The next groups to be vaccinated will be people over 65 years old and individuals with underlying illness, according to Alexander-Scott. However, Alexander-Scott said that the state has been challenged by a limited supply of the vaccine coming from the federal government.

“The key to understand is our system is in place and ready to [vaccinate the next groups],” Alexander-Scott said. “The limiting factor is not federal rules, it’s not our approach in Rhode Island or what the systems are. The limiting factor is the amount of vaccine we are getting. Again, less than 2 percent of the population each week. What we receive, we get out. If we receive more, that’s going to allow us to really get at the populations that we want to.”

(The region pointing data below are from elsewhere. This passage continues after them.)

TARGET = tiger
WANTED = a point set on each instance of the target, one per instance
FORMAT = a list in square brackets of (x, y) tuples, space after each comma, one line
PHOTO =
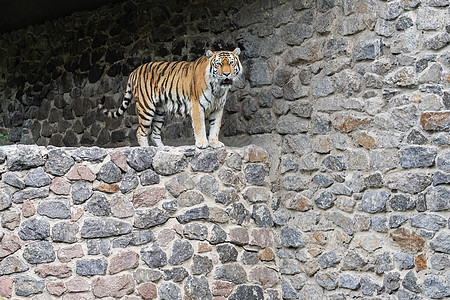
[(198, 89)]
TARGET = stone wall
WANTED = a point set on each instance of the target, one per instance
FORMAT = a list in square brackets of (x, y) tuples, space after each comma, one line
[(144, 222), (350, 99)]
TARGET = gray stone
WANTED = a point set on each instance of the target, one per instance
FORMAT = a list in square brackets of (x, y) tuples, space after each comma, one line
[(328, 281), (405, 295), (238, 213), (129, 181), (153, 256), (344, 222), (417, 156), (218, 235), (81, 192), (373, 181), (294, 33), (349, 281), (410, 283), (391, 282), (149, 177), (195, 231), (205, 161), (37, 178), (262, 216), (169, 291), (26, 286), (55, 209), (227, 253), (429, 19), (177, 274), (250, 258), (58, 162), (295, 182), (374, 201), (288, 291), (436, 286), (367, 48), (179, 183), (182, 250), (170, 206), (190, 198), (121, 207), (291, 237), (91, 266), (401, 202), (146, 275), (255, 173), (257, 194), (404, 261), (148, 218), (104, 227), (334, 163), (289, 266), (441, 178), (13, 180), (379, 223), (440, 261), (134, 239), (34, 229), (208, 184), (396, 221), (353, 261), (324, 199), (411, 183), (441, 243), (110, 173), (438, 198), (12, 264), (39, 252), (91, 154), (328, 260), (391, 10), (428, 221), (383, 263), (234, 161), (5, 199), (98, 205), (30, 193), (198, 213), (140, 158), (234, 273), (165, 163), (24, 158), (368, 287), (248, 292), (324, 180), (65, 232), (197, 288), (201, 265)]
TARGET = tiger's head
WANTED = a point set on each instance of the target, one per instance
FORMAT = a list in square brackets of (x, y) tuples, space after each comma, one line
[(224, 66)]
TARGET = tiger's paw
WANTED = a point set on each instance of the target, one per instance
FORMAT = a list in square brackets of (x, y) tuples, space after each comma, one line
[(201, 144), (216, 144)]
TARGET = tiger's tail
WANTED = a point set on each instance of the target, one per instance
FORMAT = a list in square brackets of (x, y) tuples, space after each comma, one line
[(125, 103)]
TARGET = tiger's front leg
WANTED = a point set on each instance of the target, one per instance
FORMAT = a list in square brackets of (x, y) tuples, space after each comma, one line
[(215, 120), (198, 123)]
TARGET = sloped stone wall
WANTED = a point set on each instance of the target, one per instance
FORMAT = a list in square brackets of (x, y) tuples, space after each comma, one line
[(138, 223), (349, 98)]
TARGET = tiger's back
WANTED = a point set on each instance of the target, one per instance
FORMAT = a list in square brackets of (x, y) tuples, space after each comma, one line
[(181, 88)]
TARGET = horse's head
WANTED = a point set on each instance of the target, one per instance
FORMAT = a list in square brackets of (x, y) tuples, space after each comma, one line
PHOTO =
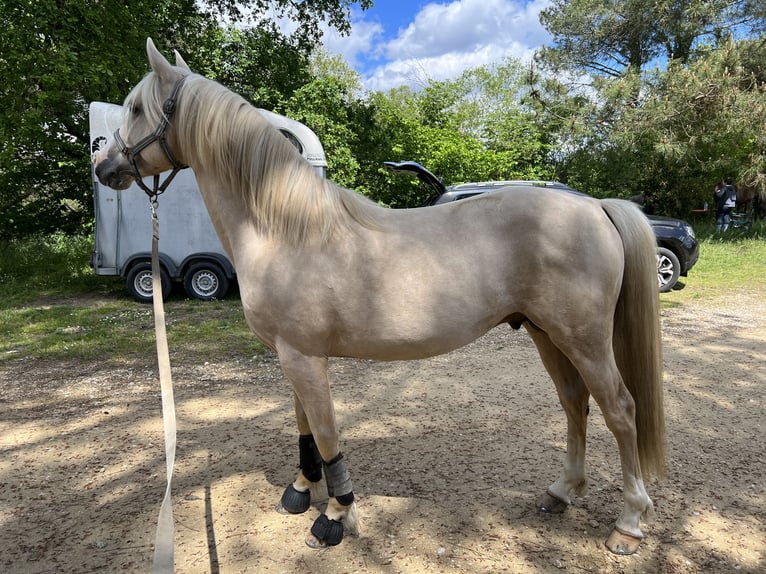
[(145, 143)]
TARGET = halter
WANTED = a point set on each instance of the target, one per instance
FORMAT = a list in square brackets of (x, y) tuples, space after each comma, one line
[(131, 153)]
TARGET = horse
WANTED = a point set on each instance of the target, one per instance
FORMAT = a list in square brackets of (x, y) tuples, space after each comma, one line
[(325, 272)]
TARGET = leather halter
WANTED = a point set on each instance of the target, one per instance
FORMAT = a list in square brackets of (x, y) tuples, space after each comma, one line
[(158, 135)]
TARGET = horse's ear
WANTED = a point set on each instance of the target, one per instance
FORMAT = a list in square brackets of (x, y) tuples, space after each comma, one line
[(180, 62), (158, 62)]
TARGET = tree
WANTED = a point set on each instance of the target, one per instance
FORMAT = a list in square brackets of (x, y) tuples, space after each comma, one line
[(56, 57), (606, 37)]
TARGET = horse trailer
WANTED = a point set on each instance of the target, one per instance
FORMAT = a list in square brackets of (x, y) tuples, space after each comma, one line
[(190, 251)]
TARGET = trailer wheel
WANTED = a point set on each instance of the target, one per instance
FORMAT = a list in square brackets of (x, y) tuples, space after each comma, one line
[(140, 284), (205, 281)]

Finally, Raimondo once again urged schools to remain open for in-person learning. She said that students learn better in-person than remotely, and transmission rates at schools have remained low.

“To the school districts that continue to not let their children into the schools, particularly the youngest kids. I’m going to ask you yet again to reconsider that decision,” Raimondo said. “If you’re in Pawtucket or you’re in some places where you are denying your children, their right to an in-person education, a high quality education, particularly the youngest learners, I’m asking you, again, from the bottom of my heart to reconsider it.”

Beginning next Thursday, weekly coronavirus briefings will be led by Alexander-Scott instead of Raimondo. RIDOH will also hold separate weekly briefings focused on vaccine distribution.